Electromagnetism as Scientific and Literary Breakthrough

In La Vie et ses Problèmes (1939), French biologist Jean Rostand writes "They say a living being is always born of someone similar to him. But until the discovery of electrical magnetization, one could also have said that every magnet originated from a pre-existing magnet" (14). Since Thales of Miletus, the understanding of the elusive notion of "life" has been linked to magnetism. 1 Rostand's analogy partakes of this tradition but also alludes to a rupture. Following the discovery of electromagnetism during the first half of the nineteenth century, the generation of life could be conceived not only in terms of the reproduction of the same, exemplified by magnetic contagion, but also in terms of a relation based on the difference between two forces of nature--electricity and magnetism--distinguished by their own physical laws. Thus the advent of electromagnetism and its subsequent applications--most notably the dynamo--provided a new physical model for conceptualizing difference and repetition.

Rostand points to this epistemological breakthrough as a new type of magnetic trope--what I shall call a magnetotrope--that can be traced throughout the nineteenth century in the various magnetic analogies that evolved in discourses attempting to convey the nature of vital and cognitive forces. The conceptual matrix of Balzac's oeuvre was originally based on an eighteenth-century interpretation of magnetism popularized by Mesmer's "animal magnetism," 2 before progressively registering the epistemological transition Rostand attributes to the discovery of electromagnetism. During the 1830s, Balzac even started to conceive of the mind as a kind of dynamo. At the close of the nineteenth century, Villiers de l'Isle-Adam's L'Ève future and Joseph Breuer's proto-psychoanalytic theory would give full expression to the electromagnetic mind by turning vital and cognitive forces into "dynamo effects."

Electromagnetism was discovered in 1820 when Hans Christian Ørsted realized that a current-carrying wire induced motion in a nearby compass needle, and concluded that the wire was endowed with magnetic power. The proof of the interrelation between magnetism and electricity gave birth to electromagnetism, a new field of research prompted by the [End Page 127] necessity of studying them in tandem. A year after Ørsted's discovery, Michael Faraday succeeded in making a current-carrying wire rotate about a magnet, and vice-versa. The interaction of an electrical current and a magnet could animate objects. By 1831, Faraday devised an experiment that showed how an electrical current could be generated by moving a magnet near a conductor. Although this electromagnetic effect had been anticipated throughout the 1820s, Faraday's proof is considered the discovery of "electromagnetic induction." Since the motion of a magnet produced electricity, a mechanical force could be converted into electric power, providing the blueprint for the dynamo. 3 The acceleration of industrialization made possible by the dynamo and its counterpart, the electric motor, arose from the discoveries of electromagnetic effects demonstrating how electricity, magnetism, and motion were interrelated.
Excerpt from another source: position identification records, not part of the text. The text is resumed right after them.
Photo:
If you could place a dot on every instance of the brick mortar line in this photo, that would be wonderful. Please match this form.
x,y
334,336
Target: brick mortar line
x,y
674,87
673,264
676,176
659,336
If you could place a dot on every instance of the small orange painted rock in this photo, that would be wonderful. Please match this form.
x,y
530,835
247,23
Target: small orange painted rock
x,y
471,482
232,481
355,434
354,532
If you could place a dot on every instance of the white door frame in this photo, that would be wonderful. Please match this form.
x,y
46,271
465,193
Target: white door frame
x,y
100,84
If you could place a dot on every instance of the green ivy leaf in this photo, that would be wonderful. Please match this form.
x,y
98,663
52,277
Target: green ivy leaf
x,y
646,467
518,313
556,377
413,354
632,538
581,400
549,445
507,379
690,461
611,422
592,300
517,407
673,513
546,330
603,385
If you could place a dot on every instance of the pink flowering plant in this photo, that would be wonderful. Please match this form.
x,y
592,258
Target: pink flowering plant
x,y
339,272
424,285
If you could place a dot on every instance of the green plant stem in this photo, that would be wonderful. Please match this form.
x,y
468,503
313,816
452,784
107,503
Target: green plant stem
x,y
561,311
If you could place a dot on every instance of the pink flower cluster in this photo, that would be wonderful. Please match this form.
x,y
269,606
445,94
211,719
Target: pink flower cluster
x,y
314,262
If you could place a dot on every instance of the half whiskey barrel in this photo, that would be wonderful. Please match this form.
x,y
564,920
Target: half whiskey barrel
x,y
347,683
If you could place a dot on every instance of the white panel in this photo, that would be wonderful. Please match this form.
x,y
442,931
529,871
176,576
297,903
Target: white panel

Before tracing the impact of dynamo effects on nineteenth century thought, let us first turn to the source of Rostand's electromagnetic analogy of life, Oliver Lodge's Life and Matter (1905), which sets out the philosophical stakes of the new magnetotrope. Lodge formulated it as an alternative to the "cheap monism" of German biologist Ernst Haeckle. Lodge sees danger when a renowned scientist like Haeckle dispenses dogmas based on an uncritical resolution of the problems posed by monism (11). Haeckle claims that "matter" is continuous with life because the latter is merely a byproduct of the former. This thesis faces at least two difficulties: the fact that the nature of "matter" itself is subject to change as scientific understanding evolves, and the enigma of how matter can actually generate life. For Lodge, Haeckle can only "solve" that enigma by "spontaneous generation." This begs the question of what exactly in matter gives life to life. Lodge follows his critique of Haeckle with his own hypothesis that life is a "permanent entity" independent of but rendered temporally manifest by matter. Given the state of knowledge about the...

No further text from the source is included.